In the last post to this blog we looked at the importance of including representatives from line of business (LOB) units within the project planning team for taxonomies. An additional reason for including these users in the planning group, as Mike Doane points out in his video training class on this topic, Planning Taxonomy Implementation in SharePoint 2010 – Part One, is to ensure executive support for an adequate implementation budget. An adequate budget, of course, is a crucial component of a successful implementation; therefore, reaching out to LOB executives to inform them of a plan to implement taxonomies for SharePoint 2010 makes complete sense.

LOB managers, as well, should be included in the implementation planning team. These individuals will, in all likelihood, decide whether or not to allocate personnel to the project as well as when and how to disperse budget funds to keep the project moving forward. More technical members of the project team should be familiar with demonstrating return on investment (ROI) scenarios in order to keep LOB managers, and the executives behind them, up to date with the project progress.

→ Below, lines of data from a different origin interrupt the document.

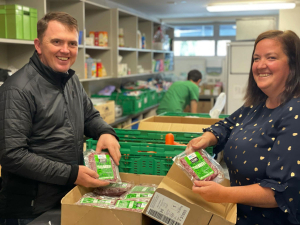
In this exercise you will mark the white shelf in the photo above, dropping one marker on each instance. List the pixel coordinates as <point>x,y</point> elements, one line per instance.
<point>140,74</point>
<point>144,50</point>
<point>127,49</point>
<point>162,51</point>
<point>95,79</point>
<point>15,41</point>
<point>97,47</point>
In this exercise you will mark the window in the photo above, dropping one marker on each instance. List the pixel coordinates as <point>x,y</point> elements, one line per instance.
<point>194,48</point>
<point>222,47</point>
<point>195,31</point>
<point>227,30</point>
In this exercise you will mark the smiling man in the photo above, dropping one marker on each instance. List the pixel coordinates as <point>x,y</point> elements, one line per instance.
<point>44,116</point>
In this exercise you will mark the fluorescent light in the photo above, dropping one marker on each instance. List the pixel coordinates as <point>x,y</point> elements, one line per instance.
<point>247,6</point>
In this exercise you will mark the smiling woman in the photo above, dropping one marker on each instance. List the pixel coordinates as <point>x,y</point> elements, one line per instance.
<point>260,139</point>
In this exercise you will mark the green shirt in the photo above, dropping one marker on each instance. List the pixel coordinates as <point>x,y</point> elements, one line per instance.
<point>178,96</point>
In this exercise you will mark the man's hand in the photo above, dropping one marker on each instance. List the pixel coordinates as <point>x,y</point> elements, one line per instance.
<point>89,178</point>
<point>210,191</point>
<point>108,141</point>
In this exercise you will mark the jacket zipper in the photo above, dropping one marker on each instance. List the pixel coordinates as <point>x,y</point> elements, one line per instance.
<point>73,128</point>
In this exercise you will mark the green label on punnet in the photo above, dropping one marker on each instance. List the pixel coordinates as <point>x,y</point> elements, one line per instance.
<point>143,189</point>
<point>117,185</point>
<point>199,166</point>
<point>89,200</point>
<point>104,168</point>
<point>138,195</point>
<point>130,204</point>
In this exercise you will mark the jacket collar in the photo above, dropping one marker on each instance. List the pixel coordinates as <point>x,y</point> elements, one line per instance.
<point>56,78</point>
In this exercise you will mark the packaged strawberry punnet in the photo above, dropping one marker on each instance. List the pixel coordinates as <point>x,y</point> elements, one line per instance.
<point>199,165</point>
<point>103,164</point>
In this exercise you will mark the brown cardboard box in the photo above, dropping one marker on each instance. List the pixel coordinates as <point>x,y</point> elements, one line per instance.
<point>176,123</point>
<point>174,195</point>
<point>173,190</point>
<point>107,111</point>
<point>72,214</point>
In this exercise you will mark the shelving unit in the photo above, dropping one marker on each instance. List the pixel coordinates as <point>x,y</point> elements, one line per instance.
<point>92,16</point>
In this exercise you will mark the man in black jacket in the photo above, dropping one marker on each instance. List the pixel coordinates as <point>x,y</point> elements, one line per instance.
<point>44,115</point>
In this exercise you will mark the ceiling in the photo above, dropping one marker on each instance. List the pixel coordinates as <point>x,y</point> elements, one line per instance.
<point>167,9</point>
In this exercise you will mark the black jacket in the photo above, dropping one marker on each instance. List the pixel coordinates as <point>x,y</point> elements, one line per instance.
<point>44,116</point>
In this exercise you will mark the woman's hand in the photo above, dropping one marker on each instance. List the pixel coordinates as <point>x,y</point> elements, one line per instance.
<point>210,191</point>
<point>202,142</point>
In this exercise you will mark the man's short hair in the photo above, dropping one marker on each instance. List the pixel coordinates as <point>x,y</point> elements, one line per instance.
<point>62,17</point>
<point>194,75</point>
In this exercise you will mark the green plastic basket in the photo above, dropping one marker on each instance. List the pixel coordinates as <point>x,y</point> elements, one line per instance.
<point>202,115</point>
<point>144,158</point>
<point>154,136</point>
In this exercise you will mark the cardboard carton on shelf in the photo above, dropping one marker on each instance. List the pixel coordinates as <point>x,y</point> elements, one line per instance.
<point>176,123</point>
<point>172,202</point>
<point>107,111</point>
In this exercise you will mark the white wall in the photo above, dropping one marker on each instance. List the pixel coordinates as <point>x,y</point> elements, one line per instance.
<point>289,19</point>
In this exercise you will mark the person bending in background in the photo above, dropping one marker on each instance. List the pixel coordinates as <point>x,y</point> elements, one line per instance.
<point>261,139</point>
<point>182,93</point>
<point>44,116</point>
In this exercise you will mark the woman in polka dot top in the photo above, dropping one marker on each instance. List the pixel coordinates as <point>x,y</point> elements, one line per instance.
<point>261,140</point>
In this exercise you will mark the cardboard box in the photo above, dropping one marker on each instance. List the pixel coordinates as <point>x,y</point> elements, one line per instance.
<point>175,200</point>
<point>176,123</point>
<point>107,111</point>
<point>174,190</point>
<point>72,214</point>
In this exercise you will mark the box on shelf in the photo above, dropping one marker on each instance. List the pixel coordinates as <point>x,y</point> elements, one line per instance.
<point>14,20</point>
<point>122,69</point>
<point>33,23</point>
<point>3,22</point>
<point>158,45</point>
<point>26,23</point>
<point>174,190</point>
<point>107,111</point>
<point>176,123</point>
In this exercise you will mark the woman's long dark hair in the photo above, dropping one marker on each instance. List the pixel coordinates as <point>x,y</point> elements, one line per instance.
<point>290,43</point>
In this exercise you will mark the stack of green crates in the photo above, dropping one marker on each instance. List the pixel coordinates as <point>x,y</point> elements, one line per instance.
<point>160,95</point>
<point>144,152</point>
<point>18,22</point>
<point>152,97</point>
<point>202,115</point>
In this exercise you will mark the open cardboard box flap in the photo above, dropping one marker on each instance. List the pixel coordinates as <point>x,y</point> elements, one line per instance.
<point>73,214</point>
<point>176,123</point>
<point>177,186</point>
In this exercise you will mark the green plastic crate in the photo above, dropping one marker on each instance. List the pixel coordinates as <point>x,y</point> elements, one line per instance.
<point>160,95</point>
<point>154,136</point>
<point>203,115</point>
<point>14,20</point>
<point>152,97</point>
<point>143,158</point>
<point>3,22</point>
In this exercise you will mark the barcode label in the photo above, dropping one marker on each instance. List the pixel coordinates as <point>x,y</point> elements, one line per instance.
<point>163,218</point>
<point>166,210</point>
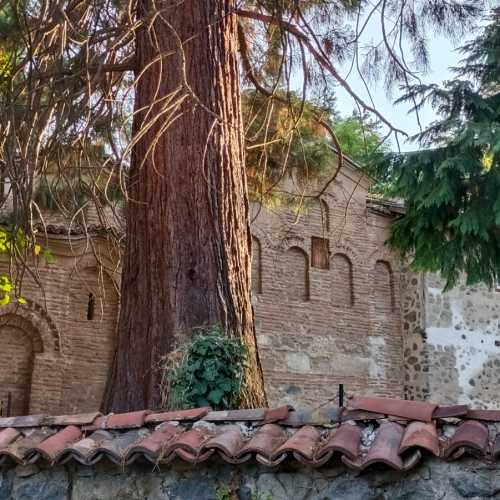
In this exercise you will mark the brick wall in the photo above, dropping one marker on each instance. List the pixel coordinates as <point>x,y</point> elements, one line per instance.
<point>54,357</point>
<point>321,325</point>
<point>326,297</point>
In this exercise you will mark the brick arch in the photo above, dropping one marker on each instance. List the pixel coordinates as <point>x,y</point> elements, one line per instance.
<point>383,286</point>
<point>295,276</point>
<point>21,342</point>
<point>349,252</point>
<point>256,265</point>
<point>91,339</point>
<point>35,315</point>
<point>342,280</point>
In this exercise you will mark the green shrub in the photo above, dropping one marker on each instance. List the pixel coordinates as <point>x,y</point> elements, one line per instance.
<point>209,372</point>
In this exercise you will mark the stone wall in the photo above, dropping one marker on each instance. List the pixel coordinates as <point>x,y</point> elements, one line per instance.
<point>434,479</point>
<point>452,342</point>
<point>326,296</point>
<point>326,320</point>
<point>56,350</point>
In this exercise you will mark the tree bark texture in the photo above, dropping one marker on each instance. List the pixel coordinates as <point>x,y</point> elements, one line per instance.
<point>187,258</point>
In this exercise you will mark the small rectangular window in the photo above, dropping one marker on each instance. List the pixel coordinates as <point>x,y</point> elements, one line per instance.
<point>320,253</point>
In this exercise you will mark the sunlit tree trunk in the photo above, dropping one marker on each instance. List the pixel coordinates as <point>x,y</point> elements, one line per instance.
<point>187,258</point>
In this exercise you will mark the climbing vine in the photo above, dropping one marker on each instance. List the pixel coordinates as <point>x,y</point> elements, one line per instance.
<point>208,371</point>
<point>14,244</point>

Project leaders can be confidently selected from Information Architects. These SharePoint users have the necessary background — and implementation perspective — to understand how taxonomies actually support a comprehensive governance plan for SharePoint, as well as a critically important dependency whereby computing processes are properly aligned to deliver on business objectives. Information Architects need to become familiar with a “Why”, “How”, “What” approach to framing proposals and reviews. “Why” amounts to the rationale for implementing taxonomies in the first place. “How” amounts to the actual plan for implementing taxonomies. Finally, “What” amounts to the management plan, going forward (and post implementation) for maintaining the taxonomy in proper working condition.

As Mike also notes, it is essential to propose objectives that will benefit, in the end, the actual SharePoint end users, who will be using the system on a daily basis. After all, impetus to explore the possibility of using taxonomies for SharePoint 2010 usually arise as the result of one of two conditions, or a combination of both:

  • Locating information stored in SharePoint Lists and Libraries is difficult. Users are not comfortable using SharePoint, or
  • “Information is Siloed” (quoted directly from this training course. a link has been provided, above, to the entire class)

Therefore, Information Architects heading up these taxonomy projects should develop familiarity with both of these project drivers. Further, they need to develop a style of proposal that speaks to the concerns of both cases, once they have enlisted management and executive support for a corrective plan.